Texas needs more nurses, doctors
First a possible mental health reform and now federal nursing grants?
This summer is shaping up to be a solid start toward a better health system.
The Health Resources and Services Administration will award $149 million in grants to 12 different workforce programs.
“By encouraging partnerships among academic institutions, clinicians, health care sites and public health entities, we can improve health outcomes in underserved communities,” said HRSA Acting Administrator Jim Macrae in a news statement.
Certain Texas universities will get 19 awards totaling about $9.5 million.
The programs vary from behavioral health to primary care training, but most of the Texas money is going toward nursing.
All of the grants will help boost nursing and medical graduates, something Texas desperately needs.
Texas has a crisis looming.
The state is short-staffed in physicians and nurses, mainly in rural areas. There are other underserved areas also, and it’s getting worse.

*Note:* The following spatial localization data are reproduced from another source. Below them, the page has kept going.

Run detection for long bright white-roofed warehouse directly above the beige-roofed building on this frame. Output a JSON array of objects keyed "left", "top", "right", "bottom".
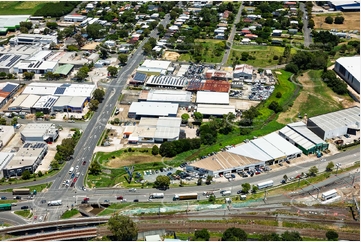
[{"left": 128, "top": 102, "right": 178, "bottom": 119}]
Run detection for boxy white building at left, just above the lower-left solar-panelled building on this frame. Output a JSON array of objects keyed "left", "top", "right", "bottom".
[{"left": 20, "top": 123, "right": 59, "bottom": 142}]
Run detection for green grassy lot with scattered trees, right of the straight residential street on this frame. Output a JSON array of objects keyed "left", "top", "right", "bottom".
[{"left": 227, "top": 45, "right": 296, "bottom": 68}]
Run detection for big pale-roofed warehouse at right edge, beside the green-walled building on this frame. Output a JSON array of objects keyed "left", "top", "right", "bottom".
[{"left": 307, "top": 107, "right": 360, "bottom": 140}]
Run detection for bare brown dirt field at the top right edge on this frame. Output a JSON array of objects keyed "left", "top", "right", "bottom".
[{"left": 312, "top": 12, "right": 360, "bottom": 31}]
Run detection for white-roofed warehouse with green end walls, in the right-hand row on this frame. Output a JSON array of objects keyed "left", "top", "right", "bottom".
[{"left": 279, "top": 122, "right": 328, "bottom": 155}]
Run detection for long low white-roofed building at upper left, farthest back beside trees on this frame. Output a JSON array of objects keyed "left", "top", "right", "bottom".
[{"left": 9, "top": 34, "right": 58, "bottom": 45}]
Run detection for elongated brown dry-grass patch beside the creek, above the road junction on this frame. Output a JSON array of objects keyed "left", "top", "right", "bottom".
[{"left": 106, "top": 154, "right": 161, "bottom": 168}]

Most of the state’s counties are designated as medically underserved areas.
The criteria for this designation involve primary care physician ratios, poverty rate, infant mortality rate and elderly population.

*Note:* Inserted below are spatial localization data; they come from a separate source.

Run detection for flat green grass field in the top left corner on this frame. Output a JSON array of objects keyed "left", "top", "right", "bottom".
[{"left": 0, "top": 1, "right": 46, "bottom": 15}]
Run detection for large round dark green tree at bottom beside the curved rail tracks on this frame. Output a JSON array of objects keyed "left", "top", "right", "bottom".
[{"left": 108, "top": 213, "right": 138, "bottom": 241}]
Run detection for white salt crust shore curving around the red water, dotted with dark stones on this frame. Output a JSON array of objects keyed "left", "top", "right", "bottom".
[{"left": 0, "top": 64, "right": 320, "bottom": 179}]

The Texas Medical Association says there are about 43,000 physicians for about 23 million Texans.
The Texas Team Action Coalition’s 2013 report says the state won't have enough nurses through 2020 without a major increase in workforce.
These grants will help.
One grant will help students from disadvantaged backgrounds obtain doctor or nurse credentials.

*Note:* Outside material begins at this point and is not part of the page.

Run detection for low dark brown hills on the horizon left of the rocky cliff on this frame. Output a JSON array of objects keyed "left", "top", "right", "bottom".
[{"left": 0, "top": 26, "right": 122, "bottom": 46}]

Texas Woman’s University will receive $650,000 for this program.
Texas Christian University will get about $660,000 to help provide loan forgiveness for nursing graduates.
Both grant awards will help with bring more nurses into the workforce, ones who won’t have to struggle to repay massive loans.
This should help keep Texas’s medical shortage problems at bay while the state builds a better healthcare foundation.